My sister asked me to take her kids' portraits tommorrow and now I am trying to figure out what would be the best poses etc.. They will be playing outside, she has a 14 month old and an almost 3 yr old. I was thinking maybe one with both on their tummies looking at me and then some solo ones as well. I am no professional and am not selling my work so any advice/hints/ideas are warmly welcome. I am just trying to get better at portraits because I hate JC Pennys!!!


----------



## JeffieLove (Mar 17, 2010)

One of them walking away from the camera holding hands? (assuming the 14 month old is walking...)

One of them sitting down facing each other holding hands? 

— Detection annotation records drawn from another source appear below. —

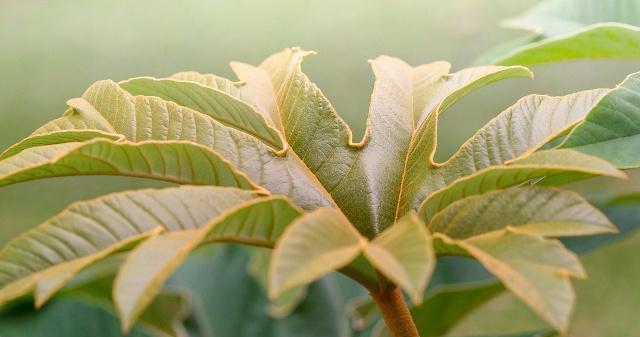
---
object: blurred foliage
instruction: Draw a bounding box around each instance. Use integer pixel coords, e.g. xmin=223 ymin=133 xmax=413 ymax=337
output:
xmin=0 ymin=0 xmax=640 ymax=337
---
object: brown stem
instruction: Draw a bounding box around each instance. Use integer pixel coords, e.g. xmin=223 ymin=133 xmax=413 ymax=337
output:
xmin=371 ymin=284 xmax=420 ymax=337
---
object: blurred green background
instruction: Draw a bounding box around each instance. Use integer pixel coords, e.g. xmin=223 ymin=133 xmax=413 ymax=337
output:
xmin=0 ymin=0 xmax=640 ymax=337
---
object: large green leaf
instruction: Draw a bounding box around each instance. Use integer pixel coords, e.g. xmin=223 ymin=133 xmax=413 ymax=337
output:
xmin=119 ymin=77 xmax=284 ymax=150
xmin=0 ymin=187 xmax=256 ymax=304
xmin=0 ymin=136 xmax=259 ymax=189
xmin=421 ymin=186 xmax=616 ymax=239
xmin=400 ymin=89 xmax=620 ymax=214
xmin=113 ymin=197 xmax=302 ymax=330
xmin=0 ymin=298 xmax=161 ymax=337
xmin=561 ymin=73 xmax=640 ymax=168
xmin=376 ymin=281 xmax=504 ymax=337
xmin=421 ymin=150 xmax=625 ymax=219
xmin=480 ymin=0 xmax=640 ymax=65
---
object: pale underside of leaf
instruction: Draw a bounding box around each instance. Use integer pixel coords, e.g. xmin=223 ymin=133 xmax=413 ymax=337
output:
xmin=364 ymin=213 xmax=435 ymax=304
xmin=119 ymin=77 xmax=284 ymax=150
xmin=400 ymin=89 xmax=607 ymax=210
xmin=560 ymin=73 xmax=640 ymax=168
xmin=0 ymin=186 xmax=257 ymax=308
xmin=420 ymin=150 xmax=626 ymax=219
xmin=396 ymin=66 xmax=531 ymax=215
xmin=0 ymin=139 xmax=261 ymax=190
xmin=0 ymin=129 xmax=123 ymax=160
xmin=6 ymin=81 xmax=334 ymax=210
xmin=247 ymin=248 xmax=308 ymax=319
xmin=269 ymin=208 xmax=365 ymax=298
xmin=436 ymin=228 xmax=585 ymax=331
xmin=421 ymin=186 xmax=616 ymax=239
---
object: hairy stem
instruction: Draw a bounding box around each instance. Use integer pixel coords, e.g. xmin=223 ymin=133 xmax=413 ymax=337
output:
xmin=371 ymin=284 xmax=420 ymax=337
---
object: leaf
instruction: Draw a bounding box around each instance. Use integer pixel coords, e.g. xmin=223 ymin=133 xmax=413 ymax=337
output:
xmin=411 ymin=281 xmax=504 ymax=337
xmin=68 ymin=268 xmax=192 ymax=337
xmin=0 ymin=298 xmax=159 ymax=337
xmin=400 ymin=89 xmax=608 ymax=214
xmin=489 ymin=23 xmax=640 ymax=66
xmin=0 ymin=136 xmax=260 ymax=189
xmin=420 ymin=150 xmax=626 ymax=219
xmin=269 ymin=209 xmax=365 ymax=298
xmin=0 ymin=130 xmax=122 ymax=160
xmin=113 ymin=197 xmax=302 ymax=331
xmin=562 ymin=194 xmax=640 ymax=255
xmin=0 ymin=266 xmax=191 ymax=337
xmin=252 ymin=49 xmax=530 ymax=238
xmin=119 ymin=77 xmax=284 ymax=150
xmin=248 ymin=249 xmax=307 ymax=319
xmin=364 ymin=214 xmax=435 ymax=303
xmin=10 ymin=81 xmax=334 ymax=210
xmin=345 ymin=295 xmax=380 ymax=331
xmin=377 ymin=281 xmax=504 ymax=337
xmin=560 ymin=73 xmax=640 ymax=168
xmin=482 ymin=0 xmax=640 ymax=65
xmin=420 ymin=186 xmax=616 ymax=239
xmin=173 ymin=245 xmax=350 ymax=337
xmin=397 ymin=67 xmax=531 ymax=222
xmin=436 ymin=228 xmax=585 ymax=332
xmin=0 ymin=186 xmax=256 ymax=304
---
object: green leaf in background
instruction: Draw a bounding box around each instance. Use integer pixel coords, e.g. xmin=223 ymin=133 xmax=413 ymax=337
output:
xmin=171 ymin=245 xmax=350 ymax=337
xmin=477 ymin=0 xmax=640 ymax=66
xmin=22 ymin=80 xmax=333 ymax=209
xmin=435 ymin=228 xmax=586 ymax=331
xmin=374 ymin=281 xmax=504 ymax=337
xmin=0 ymin=266 xmax=191 ymax=337
xmin=119 ymin=77 xmax=284 ymax=150
xmin=560 ymin=73 xmax=640 ymax=168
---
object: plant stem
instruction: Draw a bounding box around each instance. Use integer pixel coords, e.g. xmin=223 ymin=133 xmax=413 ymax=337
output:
xmin=371 ymin=284 xmax=420 ymax=337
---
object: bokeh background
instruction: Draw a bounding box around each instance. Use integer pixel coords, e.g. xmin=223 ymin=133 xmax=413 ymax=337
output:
xmin=0 ymin=0 xmax=640 ymax=337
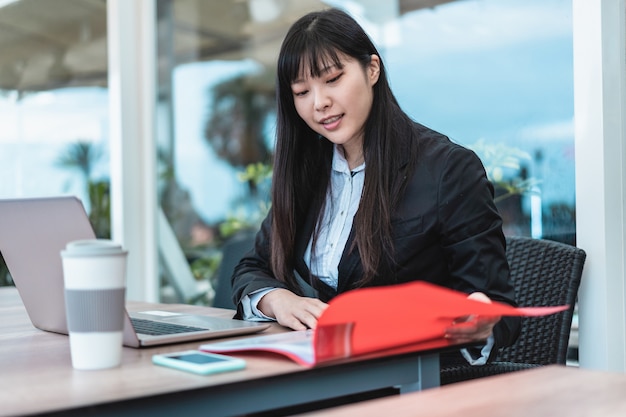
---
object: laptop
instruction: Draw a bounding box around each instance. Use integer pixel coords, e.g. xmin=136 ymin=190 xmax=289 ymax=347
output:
xmin=0 ymin=196 xmax=269 ymax=348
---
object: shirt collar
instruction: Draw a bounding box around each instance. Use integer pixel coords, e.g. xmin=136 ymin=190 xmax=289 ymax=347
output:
xmin=333 ymin=145 xmax=365 ymax=174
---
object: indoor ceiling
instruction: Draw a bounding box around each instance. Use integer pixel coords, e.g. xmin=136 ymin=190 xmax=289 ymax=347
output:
xmin=0 ymin=0 xmax=455 ymax=93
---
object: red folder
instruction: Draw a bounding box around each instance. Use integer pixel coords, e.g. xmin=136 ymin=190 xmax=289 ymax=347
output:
xmin=200 ymin=281 xmax=569 ymax=366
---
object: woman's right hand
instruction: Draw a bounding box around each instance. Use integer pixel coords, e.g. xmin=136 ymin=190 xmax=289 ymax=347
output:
xmin=257 ymin=288 xmax=328 ymax=330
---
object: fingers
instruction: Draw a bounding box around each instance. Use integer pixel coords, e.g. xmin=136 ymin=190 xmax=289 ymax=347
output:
xmin=445 ymin=316 xmax=500 ymax=343
xmin=445 ymin=292 xmax=500 ymax=343
xmin=258 ymin=289 xmax=328 ymax=330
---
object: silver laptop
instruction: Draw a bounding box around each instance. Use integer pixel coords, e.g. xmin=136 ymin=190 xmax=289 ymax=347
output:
xmin=0 ymin=196 xmax=269 ymax=347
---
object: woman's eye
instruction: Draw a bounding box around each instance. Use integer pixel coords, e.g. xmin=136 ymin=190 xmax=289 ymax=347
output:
xmin=327 ymin=72 xmax=343 ymax=83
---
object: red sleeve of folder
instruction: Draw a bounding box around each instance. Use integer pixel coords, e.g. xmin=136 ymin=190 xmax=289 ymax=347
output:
xmin=313 ymin=281 xmax=569 ymax=362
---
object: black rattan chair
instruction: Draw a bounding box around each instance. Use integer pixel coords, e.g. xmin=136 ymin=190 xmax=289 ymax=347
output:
xmin=441 ymin=236 xmax=586 ymax=385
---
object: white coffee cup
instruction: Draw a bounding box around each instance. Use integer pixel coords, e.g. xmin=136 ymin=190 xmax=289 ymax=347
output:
xmin=61 ymin=239 xmax=128 ymax=370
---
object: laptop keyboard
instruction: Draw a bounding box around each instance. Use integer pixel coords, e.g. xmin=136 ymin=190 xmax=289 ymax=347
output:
xmin=130 ymin=317 xmax=207 ymax=336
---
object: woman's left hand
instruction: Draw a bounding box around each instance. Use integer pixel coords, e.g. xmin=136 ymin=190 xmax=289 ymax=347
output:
xmin=445 ymin=292 xmax=500 ymax=343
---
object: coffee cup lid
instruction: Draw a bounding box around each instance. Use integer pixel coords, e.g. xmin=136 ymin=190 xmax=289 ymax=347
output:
xmin=61 ymin=239 xmax=128 ymax=256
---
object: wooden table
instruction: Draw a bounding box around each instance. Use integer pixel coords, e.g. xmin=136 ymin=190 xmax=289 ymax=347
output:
xmin=294 ymin=365 xmax=626 ymax=417
xmin=0 ymin=287 xmax=448 ymax=416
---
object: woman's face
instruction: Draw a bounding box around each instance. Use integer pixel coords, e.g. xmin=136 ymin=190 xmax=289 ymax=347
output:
xmin=291 ymin=54 xmax=380 ymax=153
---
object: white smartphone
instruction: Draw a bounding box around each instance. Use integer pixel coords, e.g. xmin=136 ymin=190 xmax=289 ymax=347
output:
xmin=152 ymin=350 xmax=246 ymax=375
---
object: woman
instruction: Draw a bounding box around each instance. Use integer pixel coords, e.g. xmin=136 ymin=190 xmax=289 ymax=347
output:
xmin=232 ymin=9 xmax=519 ymax=363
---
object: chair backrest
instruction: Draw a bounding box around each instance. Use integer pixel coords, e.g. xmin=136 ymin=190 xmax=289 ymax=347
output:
xmin=496 ymin=236 xmax=586 ymax=365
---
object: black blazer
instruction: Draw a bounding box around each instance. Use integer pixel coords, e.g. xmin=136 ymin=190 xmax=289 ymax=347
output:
xmin=232 ymin=124 xmax=520 ymax=352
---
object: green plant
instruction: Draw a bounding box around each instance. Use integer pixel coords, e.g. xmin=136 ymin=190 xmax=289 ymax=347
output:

I'm a big fan of kids not actually looking at the camera, and catching them doing whatever they want to do... Maybe I'm weird?


----------



## FemFugler (Mar 17, 2010)

You could go to the park.... or playground and maybe get some of them on there. That might be fun. Like one sitting at the bottom of the slide or something? Lol i don't know, i'm not a pro i'll keep thinking of ideas though.


----------



## LBPhotog (Mar 17, 2010)

in the studio I used to work in we called this the "session from hell" because you'll never get the two of them to sit still for very long ... 

This is one of those where it's going to have to be "playtime" keep them moving, keep them entertained and most importantly wear your sneakers, you're going to need them!


----------